The use of IT in the search for new drugs: an overview of areas
Drug companies spend a lot of money on research. So, in the table of top R & D budgets, all the companies in the Healthcare section are pharmaceutical companies that search for new drugs. The fact is that the search for a drug is akin to finding a needle in a haystack. Information technology helps to speed up this search and save money. The role of IT in the search for new drugs is partially covered in the Habré articles of the “bioinformatics” and “biotechnology” sections, including this one . However, only the biology approach is presented to readers. It also offers a more comprehensive review, taking into account advances in chemistry. If interested - go!

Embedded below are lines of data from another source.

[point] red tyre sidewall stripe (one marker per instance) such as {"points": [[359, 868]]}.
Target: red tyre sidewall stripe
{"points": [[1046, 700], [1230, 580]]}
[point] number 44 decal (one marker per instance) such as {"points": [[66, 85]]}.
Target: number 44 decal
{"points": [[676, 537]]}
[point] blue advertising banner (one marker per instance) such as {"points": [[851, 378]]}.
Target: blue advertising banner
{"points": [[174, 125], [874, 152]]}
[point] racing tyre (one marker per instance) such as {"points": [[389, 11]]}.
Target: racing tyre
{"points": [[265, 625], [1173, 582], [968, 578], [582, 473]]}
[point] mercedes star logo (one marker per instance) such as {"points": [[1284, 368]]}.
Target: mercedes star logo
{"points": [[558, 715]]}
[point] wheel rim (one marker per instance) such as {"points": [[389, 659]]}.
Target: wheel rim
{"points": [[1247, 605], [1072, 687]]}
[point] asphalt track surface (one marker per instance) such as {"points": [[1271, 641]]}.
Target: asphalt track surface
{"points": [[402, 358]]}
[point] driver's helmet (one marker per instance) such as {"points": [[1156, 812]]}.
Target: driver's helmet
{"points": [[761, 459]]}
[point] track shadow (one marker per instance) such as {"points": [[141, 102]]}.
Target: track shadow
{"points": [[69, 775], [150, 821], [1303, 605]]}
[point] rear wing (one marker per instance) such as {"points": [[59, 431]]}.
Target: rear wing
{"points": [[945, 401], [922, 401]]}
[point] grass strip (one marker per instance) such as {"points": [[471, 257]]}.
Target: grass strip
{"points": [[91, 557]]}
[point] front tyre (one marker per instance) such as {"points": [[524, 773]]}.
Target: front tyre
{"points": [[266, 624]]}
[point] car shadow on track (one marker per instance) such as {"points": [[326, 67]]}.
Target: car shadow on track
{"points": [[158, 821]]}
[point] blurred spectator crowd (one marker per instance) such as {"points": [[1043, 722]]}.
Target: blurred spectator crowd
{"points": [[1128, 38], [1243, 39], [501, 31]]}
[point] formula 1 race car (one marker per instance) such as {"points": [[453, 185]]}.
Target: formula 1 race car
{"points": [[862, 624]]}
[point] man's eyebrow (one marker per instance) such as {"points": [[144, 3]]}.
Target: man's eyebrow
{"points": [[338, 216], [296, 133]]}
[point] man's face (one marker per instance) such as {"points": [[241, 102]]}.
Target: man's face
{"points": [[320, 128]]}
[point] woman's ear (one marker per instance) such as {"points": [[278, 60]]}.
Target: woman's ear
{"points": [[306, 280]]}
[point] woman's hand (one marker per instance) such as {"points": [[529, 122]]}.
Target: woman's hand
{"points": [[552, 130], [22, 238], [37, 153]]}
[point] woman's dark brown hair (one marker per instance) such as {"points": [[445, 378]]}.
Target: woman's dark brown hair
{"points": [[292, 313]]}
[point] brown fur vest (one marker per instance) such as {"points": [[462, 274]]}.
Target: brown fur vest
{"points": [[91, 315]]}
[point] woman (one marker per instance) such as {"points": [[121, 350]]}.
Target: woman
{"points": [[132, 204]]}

To begin, let's answer the question: what is needed for the medicine to work? It is necessary that the drug molecule first
1) passed through biological systems to their bio-target - for example, a substance from a pill needs to bypass the digestive tract (absorption), circulatory system (distribution), liver (metabolism) and, moreover, not to have time to get out of the kidneys (elimination), and then
2) interacted with the biotarget - this target is usually the corresponding protein.
The search always starts from the second point - no one needs a substance that the body can “pass through”, but no one needs to act. Since, on the one hand, we have a small molecule of a chemical substance, and on the other, a large protein molecule, we can approach from two different sides.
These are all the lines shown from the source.